第二話 敗北
前回のあらすじ
世界は暗転した。俺とレンだけが目を覚ましている。他の皆は目覚めることはない。原因を追及すべく、俺は怪しい光を放つ洞窟へ入る。
洞窟の奥に進むと空間が広がり、ドーム型になっていた。眩しく、ここが光源だとわかった。ここから反射して入口まで光らせているのだ。
そこに、大きな物体が見えた。黒く、醜い。こいつが今回の根源か。さっさと壊して終わらせよう。
しかし、殴った瞬間、オーラによって弾かれた。ならば、叩っ斬るだけだ。
「……?」
それもまた弾かれる。力の問題ではないようだ。そう思った瞬間、物体が動き出した。ここは一度引く。一体何が起きようとしているのだ。

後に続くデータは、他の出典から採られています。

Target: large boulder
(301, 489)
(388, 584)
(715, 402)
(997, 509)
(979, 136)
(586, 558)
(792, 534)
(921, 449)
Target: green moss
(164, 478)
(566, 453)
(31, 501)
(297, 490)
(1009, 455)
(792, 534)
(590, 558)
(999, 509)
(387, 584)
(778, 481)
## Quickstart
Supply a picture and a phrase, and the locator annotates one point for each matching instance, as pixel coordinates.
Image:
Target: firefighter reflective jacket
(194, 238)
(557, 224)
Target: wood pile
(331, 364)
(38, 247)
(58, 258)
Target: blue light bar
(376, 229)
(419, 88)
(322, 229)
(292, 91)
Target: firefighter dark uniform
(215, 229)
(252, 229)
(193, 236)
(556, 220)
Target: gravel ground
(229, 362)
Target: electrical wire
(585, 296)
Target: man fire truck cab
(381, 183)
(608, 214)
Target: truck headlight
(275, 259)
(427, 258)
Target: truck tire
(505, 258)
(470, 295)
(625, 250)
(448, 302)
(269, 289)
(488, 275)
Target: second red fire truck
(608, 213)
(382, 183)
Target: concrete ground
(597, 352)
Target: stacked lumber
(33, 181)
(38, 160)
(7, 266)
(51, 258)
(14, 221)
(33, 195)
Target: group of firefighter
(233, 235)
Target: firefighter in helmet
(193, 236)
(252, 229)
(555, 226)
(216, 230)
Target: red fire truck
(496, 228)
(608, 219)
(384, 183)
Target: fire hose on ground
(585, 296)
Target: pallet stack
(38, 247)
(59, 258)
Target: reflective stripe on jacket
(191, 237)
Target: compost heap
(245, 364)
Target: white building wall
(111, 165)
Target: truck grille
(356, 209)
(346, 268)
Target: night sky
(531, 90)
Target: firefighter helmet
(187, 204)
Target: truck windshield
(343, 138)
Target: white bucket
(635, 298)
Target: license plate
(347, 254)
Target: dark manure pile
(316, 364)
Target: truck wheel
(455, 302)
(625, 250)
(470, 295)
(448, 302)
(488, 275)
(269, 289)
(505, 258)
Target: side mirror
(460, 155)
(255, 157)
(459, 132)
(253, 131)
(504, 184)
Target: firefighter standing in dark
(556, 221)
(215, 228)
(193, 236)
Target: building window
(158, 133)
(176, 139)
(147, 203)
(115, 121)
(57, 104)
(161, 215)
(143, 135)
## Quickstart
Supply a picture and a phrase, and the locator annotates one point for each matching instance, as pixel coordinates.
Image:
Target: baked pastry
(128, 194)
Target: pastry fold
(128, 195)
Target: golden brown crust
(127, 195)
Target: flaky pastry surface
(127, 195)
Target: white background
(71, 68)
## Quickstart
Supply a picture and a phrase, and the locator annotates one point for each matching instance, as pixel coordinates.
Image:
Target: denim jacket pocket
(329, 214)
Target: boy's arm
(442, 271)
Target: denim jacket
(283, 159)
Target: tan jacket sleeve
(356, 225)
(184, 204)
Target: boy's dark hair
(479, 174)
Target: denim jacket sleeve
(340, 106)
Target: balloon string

物体はやがて太った人のような形となる。黒いマントを羽織り、顔は骸骨であった。こいつ、物体ではなく生命体か。
そいつは話し始めた。
「俺を目覚めさせたな……」
「お前、何者だ」
「名乗るつもりはない。それよりも貴様は俺の力に飲み込まれなかったか。そうか、貴様が天地の勇者。俺の相手に相応しい。暇つぶしに付き合え」
何を企んでいる。俺を暇つぶし相手だと?
「どの道、俺を倒さない限り世界は元には戻らない。お前の選択肢は一つしかない。さぁ、来い」
言われずとも、始めからそのつもりだ。だが待て、こいつに天地の剣は通用するのか? いや、宝玉を使って砕いてやる。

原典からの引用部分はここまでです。